Derzeit werden an allen sieben Ausstellungs-Standorten Vorkehrungen getroffen, damit die Besucherinnen und Besucher die Landesausstellung während der Corona-Pandemie sicher erleben können. Das Bildungs- und Vermittlungsprogramm sowie das Begleitprogramm werden der aktuellen Entwicklung angepasst. Aktuelle Informationen zur gesamten Landesausstellung auf der Website: www.boom-sachsen.de

Die Landesausstellung lässt die Region Südwestsachsen im „Jahr der Industriekultur“ als ein bedeu­tendes Zentrum der europäischen Industrialisierung lebendig werden. Die große Zentral­ausstellung im Audi-Bau Zwickau, die vom Deutschen Hygiene-Museum durchgeführt wird, präsentiert ein brei­tes kulturhistorisches Panorama der sächsischen Industrieentwicklung.
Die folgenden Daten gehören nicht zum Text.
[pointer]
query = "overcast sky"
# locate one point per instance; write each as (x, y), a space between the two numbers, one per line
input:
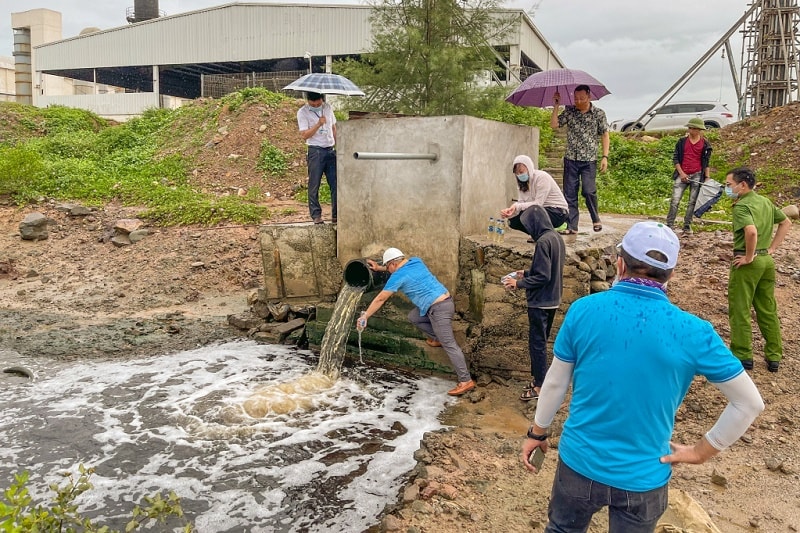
(638, 49)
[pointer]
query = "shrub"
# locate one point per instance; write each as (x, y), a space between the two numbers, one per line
(271, 159)
(18, 513)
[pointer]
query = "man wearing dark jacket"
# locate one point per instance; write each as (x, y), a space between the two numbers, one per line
(691, 157)
(543, 284)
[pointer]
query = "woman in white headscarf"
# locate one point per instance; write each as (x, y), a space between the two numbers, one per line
(536, 187)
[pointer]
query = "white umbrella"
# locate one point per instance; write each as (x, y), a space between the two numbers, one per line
(325, 83)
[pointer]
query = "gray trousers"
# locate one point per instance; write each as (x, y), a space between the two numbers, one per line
(438, 324)
(678, 187)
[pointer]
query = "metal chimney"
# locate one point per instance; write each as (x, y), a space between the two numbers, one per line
(142, 10)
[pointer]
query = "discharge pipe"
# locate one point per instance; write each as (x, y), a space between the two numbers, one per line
(394, 155)
(358, 274)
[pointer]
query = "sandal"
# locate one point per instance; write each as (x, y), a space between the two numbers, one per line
(528, 395)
Parallel dazu finden an sechs Orten der sächsischen Industriegeschichte branchenspezifische Schauplatz­ausstellungen statt:

„AutoBoom“ im August Horch Museum Zwickau, „MaschinenBoom“ im Industriemuseum Chemnitz, „EisenbahnBoom“ im Schauplatz Eisenbahn Chemnitz-Hilbersdorf, „KohleBoom“ im Bergbaumuseum Oelsnitz/Erzgebirge, „TextilBoom“ in der Tuchfabrik Pfau Crimmitschau sowie „SilberBoom“ im Forschungs- & Lehrbergwerk / Silberbergwerk Freiberg.